L’histoire de la réception critique de Trente arpents (1938) de Ringuet (pseudonyme de Philippe Panneton, 1895-1960) montre que l’œuvre a été saluée pour le réalisme de sa représentation du Canada français rural et catholique. Dans son dernier essai, Le Poids des choses, Jacques Cardinal remet en question, en le réévaluant et en le nuançant, ce constat qu’il juge « fort partiellement avéré » et s’applique à démontrer que « le roman a sa propre construction imaginaire et discursive ».
L’essayiste se réfère au discours clérico-nationaliste de la littérature du terroir de l’époque, dont le projet est tourné vers le passé et rejette les valeurs nouvelles au profit de la tradition canadienne-française et de ses éléments de base que sont la famille, la religion, l’agriculture, le mode de vie terrien et le nationalisme. Le roman « combat » même cette idéologie, soutient-il, en exposant les nombreuses « distorsions » qui sapent le réalisme allégué de l’œuvre dans l’exposé de l’existence rurale et de l’éthos (système de valeurs) catholique. « L’éthos humaniste du roman s’oppose à l’éthos catholique, au discours clérico-nationaliste, à la littérature du terroir. »
La « distorsion majeure », dit Jacques Cardinal, survient dans « la représentation surtout païenne de la Terre, c’est-à-dire sans l’évocation du merveilleux chrétien, du diable, des fêtes religieuses qui scandent et ordonnent la vie du paysan catholique […] Le rapport à la Terre est ainsi en partie déchristianis[é] ». De plus, la piété du terrien « apparaît somme toute superficielle, routinière, naïve ». De même, l’évacuation du « rôle fondamental de la Providence dans la perception des événements », la description « peu élaborée » de la vie sur la ferme, la quasi-absence de « la culture populaire – chansons, contes et légendes », « l’éclatement familial » des Moisan sont autant de distorsions supplémentaires qui affectent, avec quelques autres, la représentation du Canada français, comme le résume l’« Épilogue ». Jacques Cardinal préfère parler de la vraisemblance plutôt que du réalisme de Trente arpents. Loin d’être « un plaidoyer pour que le paysan demeure fidèle à la terre », le roman « relate plutôt un drame, [celui] de la déchéance du père », Euchariste Moisan.
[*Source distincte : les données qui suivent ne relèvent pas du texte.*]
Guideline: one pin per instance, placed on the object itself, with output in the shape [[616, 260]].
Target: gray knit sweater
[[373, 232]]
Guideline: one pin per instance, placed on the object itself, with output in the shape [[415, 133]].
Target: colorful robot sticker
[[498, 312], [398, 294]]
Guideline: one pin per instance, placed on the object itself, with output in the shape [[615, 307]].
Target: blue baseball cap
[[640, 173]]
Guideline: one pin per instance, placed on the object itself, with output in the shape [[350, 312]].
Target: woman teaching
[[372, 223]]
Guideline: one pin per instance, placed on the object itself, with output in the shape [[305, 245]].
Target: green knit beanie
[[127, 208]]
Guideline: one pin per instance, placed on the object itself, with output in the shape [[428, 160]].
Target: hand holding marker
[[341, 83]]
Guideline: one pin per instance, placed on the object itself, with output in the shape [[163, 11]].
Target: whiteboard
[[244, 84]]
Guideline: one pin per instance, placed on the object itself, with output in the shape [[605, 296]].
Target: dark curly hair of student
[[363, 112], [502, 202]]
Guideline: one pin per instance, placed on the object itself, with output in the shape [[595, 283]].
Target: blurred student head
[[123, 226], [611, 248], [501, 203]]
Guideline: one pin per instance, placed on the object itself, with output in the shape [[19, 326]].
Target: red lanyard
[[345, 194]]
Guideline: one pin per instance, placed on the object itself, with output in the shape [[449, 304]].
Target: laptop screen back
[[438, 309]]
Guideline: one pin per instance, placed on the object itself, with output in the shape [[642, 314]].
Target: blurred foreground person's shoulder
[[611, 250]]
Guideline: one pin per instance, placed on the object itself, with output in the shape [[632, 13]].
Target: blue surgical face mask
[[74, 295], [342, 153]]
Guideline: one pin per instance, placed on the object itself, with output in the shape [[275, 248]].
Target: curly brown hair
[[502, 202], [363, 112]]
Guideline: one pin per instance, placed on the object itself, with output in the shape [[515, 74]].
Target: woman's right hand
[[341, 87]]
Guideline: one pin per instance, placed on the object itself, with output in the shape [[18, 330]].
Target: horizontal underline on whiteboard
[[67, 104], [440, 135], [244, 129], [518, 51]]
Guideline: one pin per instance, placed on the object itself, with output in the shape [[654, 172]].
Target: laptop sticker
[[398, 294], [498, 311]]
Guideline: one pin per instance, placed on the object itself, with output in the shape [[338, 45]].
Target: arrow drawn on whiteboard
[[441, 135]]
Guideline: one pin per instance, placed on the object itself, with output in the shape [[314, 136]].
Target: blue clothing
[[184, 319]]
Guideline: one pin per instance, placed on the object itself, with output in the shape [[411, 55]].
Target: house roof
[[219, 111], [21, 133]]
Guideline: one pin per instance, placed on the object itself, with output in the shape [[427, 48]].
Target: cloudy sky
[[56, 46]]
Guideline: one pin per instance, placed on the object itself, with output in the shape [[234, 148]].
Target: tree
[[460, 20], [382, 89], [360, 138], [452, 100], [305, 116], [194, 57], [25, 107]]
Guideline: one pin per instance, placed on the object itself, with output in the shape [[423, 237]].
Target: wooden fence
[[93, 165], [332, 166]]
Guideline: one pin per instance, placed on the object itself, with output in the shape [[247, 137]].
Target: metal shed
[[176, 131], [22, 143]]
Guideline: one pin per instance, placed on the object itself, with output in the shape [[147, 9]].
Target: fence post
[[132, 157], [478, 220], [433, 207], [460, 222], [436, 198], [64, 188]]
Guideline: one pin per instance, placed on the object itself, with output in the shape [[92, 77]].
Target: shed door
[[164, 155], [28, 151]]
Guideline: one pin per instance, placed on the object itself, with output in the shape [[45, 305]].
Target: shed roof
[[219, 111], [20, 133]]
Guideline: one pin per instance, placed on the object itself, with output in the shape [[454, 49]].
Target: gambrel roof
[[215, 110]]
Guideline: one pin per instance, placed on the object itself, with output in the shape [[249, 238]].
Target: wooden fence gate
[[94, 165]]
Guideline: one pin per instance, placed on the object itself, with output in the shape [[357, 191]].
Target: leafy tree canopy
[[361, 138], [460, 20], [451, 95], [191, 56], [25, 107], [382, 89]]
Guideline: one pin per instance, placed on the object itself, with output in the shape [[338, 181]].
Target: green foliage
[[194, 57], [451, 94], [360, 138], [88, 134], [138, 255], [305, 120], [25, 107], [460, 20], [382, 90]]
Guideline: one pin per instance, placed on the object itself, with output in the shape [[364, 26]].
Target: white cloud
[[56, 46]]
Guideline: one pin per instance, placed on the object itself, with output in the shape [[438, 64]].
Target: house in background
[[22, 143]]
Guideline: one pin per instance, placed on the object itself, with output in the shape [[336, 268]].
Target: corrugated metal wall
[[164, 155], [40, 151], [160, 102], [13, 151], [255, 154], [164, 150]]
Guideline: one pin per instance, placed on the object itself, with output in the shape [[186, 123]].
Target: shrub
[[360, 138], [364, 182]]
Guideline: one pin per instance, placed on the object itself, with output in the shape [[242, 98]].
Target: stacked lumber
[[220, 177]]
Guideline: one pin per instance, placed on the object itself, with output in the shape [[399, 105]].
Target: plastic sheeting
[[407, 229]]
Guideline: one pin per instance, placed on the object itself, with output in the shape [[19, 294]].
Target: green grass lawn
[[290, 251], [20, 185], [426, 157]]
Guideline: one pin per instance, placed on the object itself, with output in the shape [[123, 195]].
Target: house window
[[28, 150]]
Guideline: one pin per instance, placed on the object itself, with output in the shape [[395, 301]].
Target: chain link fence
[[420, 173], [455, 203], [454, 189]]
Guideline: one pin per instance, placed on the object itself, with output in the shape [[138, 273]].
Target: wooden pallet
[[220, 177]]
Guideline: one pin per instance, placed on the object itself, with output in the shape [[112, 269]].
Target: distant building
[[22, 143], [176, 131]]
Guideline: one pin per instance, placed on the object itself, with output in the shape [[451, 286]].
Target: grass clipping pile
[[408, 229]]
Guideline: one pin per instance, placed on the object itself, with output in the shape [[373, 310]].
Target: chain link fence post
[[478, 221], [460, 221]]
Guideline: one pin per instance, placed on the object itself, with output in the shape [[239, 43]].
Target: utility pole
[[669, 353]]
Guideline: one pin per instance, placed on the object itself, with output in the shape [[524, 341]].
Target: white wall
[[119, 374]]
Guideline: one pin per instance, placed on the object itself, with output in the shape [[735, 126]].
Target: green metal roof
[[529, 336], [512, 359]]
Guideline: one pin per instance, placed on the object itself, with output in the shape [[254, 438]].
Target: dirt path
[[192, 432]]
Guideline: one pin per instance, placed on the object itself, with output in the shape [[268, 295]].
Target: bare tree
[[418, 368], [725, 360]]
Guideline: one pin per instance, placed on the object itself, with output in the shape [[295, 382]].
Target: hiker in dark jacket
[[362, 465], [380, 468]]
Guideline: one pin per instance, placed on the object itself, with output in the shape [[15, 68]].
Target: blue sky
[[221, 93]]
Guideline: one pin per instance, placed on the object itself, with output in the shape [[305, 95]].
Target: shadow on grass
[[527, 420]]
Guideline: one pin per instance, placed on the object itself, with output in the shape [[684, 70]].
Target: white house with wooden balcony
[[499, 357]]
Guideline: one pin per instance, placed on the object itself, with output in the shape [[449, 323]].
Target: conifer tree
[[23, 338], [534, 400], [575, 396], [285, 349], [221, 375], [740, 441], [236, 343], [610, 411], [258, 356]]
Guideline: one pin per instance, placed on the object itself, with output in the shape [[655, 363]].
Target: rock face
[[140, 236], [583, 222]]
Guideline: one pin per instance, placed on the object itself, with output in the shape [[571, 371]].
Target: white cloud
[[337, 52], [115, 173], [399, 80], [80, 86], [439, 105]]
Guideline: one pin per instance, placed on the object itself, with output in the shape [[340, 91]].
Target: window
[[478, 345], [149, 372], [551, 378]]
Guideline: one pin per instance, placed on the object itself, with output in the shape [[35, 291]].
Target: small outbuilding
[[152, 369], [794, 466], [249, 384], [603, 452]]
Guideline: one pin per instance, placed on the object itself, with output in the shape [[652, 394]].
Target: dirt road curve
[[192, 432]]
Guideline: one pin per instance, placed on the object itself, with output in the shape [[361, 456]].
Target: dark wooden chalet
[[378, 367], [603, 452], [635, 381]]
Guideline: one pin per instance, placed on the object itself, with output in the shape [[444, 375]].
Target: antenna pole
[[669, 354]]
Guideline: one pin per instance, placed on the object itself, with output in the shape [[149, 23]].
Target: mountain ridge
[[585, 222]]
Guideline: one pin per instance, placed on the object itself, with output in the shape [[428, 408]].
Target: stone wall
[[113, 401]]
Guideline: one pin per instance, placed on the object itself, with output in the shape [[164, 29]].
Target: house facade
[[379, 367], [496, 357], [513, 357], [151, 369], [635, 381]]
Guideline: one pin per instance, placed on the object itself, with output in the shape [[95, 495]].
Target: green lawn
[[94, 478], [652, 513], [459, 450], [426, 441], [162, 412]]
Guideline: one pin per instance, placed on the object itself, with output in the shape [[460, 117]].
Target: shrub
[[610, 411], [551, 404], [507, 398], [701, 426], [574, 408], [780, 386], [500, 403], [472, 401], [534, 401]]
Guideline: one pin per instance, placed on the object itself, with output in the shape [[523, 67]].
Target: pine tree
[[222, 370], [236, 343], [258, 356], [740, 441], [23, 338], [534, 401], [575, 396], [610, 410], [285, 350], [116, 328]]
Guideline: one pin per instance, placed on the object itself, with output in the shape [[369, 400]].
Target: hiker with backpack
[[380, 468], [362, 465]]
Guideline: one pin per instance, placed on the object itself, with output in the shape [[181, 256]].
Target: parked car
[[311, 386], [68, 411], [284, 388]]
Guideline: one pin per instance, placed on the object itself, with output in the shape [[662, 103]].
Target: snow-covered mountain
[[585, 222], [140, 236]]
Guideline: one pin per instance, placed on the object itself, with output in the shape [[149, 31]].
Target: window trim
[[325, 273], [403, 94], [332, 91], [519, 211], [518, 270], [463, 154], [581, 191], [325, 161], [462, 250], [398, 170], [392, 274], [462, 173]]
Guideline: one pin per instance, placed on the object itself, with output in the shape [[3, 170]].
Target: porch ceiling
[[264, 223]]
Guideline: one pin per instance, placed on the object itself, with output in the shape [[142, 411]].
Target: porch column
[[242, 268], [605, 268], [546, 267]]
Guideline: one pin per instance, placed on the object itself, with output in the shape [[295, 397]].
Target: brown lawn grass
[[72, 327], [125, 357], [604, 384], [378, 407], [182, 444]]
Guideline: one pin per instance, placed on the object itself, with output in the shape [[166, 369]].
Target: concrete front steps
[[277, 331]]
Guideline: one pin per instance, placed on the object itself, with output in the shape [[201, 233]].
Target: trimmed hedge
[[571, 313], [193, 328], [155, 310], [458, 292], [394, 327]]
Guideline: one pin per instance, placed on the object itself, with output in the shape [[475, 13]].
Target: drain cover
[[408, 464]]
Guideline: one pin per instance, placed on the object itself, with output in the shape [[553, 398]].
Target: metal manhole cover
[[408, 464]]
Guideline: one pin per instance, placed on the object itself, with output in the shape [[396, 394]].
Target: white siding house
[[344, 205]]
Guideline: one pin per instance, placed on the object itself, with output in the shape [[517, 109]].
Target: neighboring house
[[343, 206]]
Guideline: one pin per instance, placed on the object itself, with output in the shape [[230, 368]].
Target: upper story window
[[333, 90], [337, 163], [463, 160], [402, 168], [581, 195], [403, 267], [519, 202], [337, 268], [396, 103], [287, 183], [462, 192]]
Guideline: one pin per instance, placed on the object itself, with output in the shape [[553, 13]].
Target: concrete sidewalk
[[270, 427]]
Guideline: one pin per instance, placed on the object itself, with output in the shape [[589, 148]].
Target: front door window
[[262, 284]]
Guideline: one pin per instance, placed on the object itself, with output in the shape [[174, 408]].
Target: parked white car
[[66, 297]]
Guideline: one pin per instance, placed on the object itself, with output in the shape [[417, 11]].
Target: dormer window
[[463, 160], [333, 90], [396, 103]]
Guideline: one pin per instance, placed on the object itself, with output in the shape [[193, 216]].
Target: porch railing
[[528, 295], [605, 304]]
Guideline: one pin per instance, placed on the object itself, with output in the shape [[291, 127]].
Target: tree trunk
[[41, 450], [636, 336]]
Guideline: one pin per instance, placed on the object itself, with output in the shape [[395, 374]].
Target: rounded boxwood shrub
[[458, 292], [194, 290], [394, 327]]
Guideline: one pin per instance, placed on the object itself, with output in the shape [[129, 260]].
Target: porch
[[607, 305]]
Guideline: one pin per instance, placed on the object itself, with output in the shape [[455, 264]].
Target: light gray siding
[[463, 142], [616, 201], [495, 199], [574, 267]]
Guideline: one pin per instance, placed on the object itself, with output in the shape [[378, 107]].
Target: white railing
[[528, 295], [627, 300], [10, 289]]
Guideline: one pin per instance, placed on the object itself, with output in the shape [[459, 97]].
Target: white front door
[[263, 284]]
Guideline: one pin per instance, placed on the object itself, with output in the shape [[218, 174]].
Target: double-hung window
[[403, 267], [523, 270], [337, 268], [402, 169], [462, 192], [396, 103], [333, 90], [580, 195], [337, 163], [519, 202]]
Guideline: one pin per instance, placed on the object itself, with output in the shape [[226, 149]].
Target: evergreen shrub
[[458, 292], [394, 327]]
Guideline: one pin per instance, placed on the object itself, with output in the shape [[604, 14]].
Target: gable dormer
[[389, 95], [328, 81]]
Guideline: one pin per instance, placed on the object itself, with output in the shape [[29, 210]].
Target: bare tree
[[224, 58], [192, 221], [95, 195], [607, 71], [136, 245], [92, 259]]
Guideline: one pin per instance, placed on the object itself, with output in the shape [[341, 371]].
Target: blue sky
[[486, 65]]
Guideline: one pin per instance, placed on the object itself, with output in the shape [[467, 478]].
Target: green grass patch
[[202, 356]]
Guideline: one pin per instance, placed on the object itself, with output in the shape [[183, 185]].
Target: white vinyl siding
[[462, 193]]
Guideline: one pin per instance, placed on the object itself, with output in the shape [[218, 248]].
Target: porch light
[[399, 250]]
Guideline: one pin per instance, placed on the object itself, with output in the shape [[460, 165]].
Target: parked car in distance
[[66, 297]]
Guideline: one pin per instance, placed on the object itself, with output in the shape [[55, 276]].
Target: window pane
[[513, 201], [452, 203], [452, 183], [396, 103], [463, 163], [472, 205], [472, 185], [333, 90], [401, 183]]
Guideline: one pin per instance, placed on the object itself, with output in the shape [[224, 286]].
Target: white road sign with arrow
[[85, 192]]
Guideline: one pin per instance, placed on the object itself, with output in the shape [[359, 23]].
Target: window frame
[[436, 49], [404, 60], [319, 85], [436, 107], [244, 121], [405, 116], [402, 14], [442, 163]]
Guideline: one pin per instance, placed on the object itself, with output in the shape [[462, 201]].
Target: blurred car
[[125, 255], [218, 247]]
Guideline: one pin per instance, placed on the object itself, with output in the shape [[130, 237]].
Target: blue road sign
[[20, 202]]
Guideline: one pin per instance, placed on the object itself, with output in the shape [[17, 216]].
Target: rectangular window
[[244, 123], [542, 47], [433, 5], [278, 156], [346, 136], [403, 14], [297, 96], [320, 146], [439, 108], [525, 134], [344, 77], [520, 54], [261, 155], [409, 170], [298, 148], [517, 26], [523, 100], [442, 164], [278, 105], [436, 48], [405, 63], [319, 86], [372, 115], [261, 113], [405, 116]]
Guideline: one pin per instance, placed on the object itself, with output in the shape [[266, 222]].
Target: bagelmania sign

Il faut noter l’érudition dont fait preuve l’essayiste en s’appuyant sur un grand nombre d’écrits, allant de la Bible aux romans réalistes des Balzac, Zola et Flaubert, en passant par des philosophes grecs, des auteurs contemporains et plusieurs œuvres de la littérature québécoise du terroir, dont les récits d’Adjutor Rivard (1868-1945), de Lionel Groulx (1878-1967), de Georges Bouchard (1888-1956), du frère Marie-Victorin (Conrad Kirouac, 1885-1944), et tout particulièrement de Damase Potvin (1879-1964), dont le fameux Restons chez nous ! (1908) a servi de modèle à de multiples romans de la terre au Québec. L’auteur n’est d’ailleurs pas sans évoquer la querelle des régionalistes et des exotiques « entre 1904 et 1931 ». Les citations abondent dans cet essai très documenté, et les nombreuses et longues notes infrapaginales appuient pertinemment le propos central. En fin de parcours, Jacques Cardinal jette un regard sur six autres écrits de Ringuet où sont mis en procès le Canada français de la tradition et le clérico-nationalisme. Une vaste et inclusive bibliographie ferme cette étude nuancée, non iconoclaste et somme toute convaincante.